Preliminary offers to buy the debt-burdened company are expected from at least a handful of rival studios within the next few weeks. MGM likely will establish a virtual or physical “data room” for prospective bidders to review detailed financial data once suitors sign off on the non-disclosure documents currently being circulated. Financial briefing books would draw less serious expressions of interest.
If there is a surprising element in the auction mix, it’s that lenders are allowing Cooper, MGM and Lion consultant Moelis & Co. to control the process. Many among the roughly 150 lenders holding $3.7 billion in MGM debt had been pressing for a quick transfer of equity from the Lion’s current owners — a consortium involving Providence Equity, TPG Capital, Comcast and Sony– prior to any auction of the assets.
But in a series of conference calls and other dialog with the lenders group and its consultants at Houlihan Lokey, Cooper has established sufficient trust to allow the auction process to accelerate.
“He’s a professional, and he’s trying to do the right thing,” a lenders group source said. That’s not to say there haven’t been tense discussions, as Cooper tried to push a simple MGM restructuring to forestall the studio auction. Also, it’s one thing to keep the process amicable at the start, but the auction still could take on another tone if bids come in as low as many on the lenders side anticipate.
Barring a surprise bid that takes into account production infrastructure and miscellaneous goodwill value, many believe offers will be based solely on library assets and rights to the James Bond film franchise. If that proves true, it could be hard to sell the company for much more than $1.5 billion, and current equity positions would be wiped out.

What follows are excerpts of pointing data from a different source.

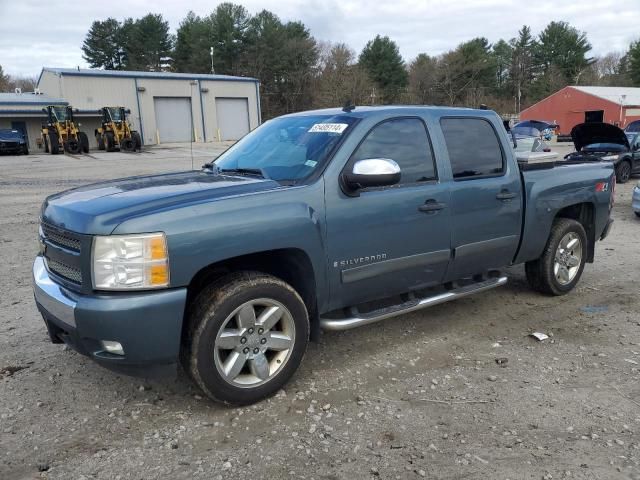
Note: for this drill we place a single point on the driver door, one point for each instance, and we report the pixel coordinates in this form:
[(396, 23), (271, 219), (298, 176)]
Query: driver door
[(390, 240)]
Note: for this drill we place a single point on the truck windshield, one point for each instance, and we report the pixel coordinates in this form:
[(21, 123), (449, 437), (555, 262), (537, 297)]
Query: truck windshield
[(287, 148)]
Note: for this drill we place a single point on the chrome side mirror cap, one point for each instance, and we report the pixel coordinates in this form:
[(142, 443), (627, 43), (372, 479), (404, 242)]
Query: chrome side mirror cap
[(372, 172)]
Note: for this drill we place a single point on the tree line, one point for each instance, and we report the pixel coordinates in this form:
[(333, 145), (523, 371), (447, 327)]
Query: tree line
[(298, 72)]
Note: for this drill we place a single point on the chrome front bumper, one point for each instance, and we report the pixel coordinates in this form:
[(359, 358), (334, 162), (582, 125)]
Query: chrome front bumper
[(635, 200), (51, 296)]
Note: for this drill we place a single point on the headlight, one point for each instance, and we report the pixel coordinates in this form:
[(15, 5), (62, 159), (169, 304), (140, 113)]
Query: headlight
[(130, 262)]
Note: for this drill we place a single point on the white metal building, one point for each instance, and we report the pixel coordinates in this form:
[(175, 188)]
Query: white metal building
[(23, 111), (165, 107)]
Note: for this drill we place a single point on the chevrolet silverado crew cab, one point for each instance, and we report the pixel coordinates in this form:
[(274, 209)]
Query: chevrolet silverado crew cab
[(327, 219)]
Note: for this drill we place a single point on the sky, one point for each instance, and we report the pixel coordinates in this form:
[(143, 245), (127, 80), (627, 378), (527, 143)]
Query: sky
[(34, 33)]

Meantime, MGM has managed to secure a second reprieve regarding debt payments. The company said Friday that lenders have extended the deadline by which MGM must resume making interest payments to Jan. 31.
The lender group struck a similar agreement in October, and MGM was allowed to skip interest payments due at the end of September, October and November. Its next interest payment would have been due on Dec. 15. The new extension gives the studio some extra time to conduct the auction, though the Lion in a public statement continued to cling to the possibility of an 11th hour bailout.
“The lenders took this action in support of the company’s ongoing efforts to develop and evaluate long-term strategic alternatives to maximize value for its stakeholders,” the Century City-based company said. “MGM appreciates the continued support of its lender group for the process it is undertaking. MGM also said today it is beginning a process to explore various strategic alternatives including operating as a standalone entity, forming strategic partnerships and evaluating a potential sale of the company.”
A veteran turnaround and bankruptcy specialist, Cooper was appointed MGM chief in August. He quickly signaled that MGM’s current business model was not working and that its lenders would call the shots in deciding the Lion’s fate, and that’s prompted a reciprocal measure of respect from lenders.
“The game plan is to get some expressions of interest,” a source close to the process said. “It’s the company’s process to run, and the lenders are giving the company room to do it..”
Most connected to the process agree some sort of offers are likely from Time Warner, News Corp. and perhaps Lionsgate.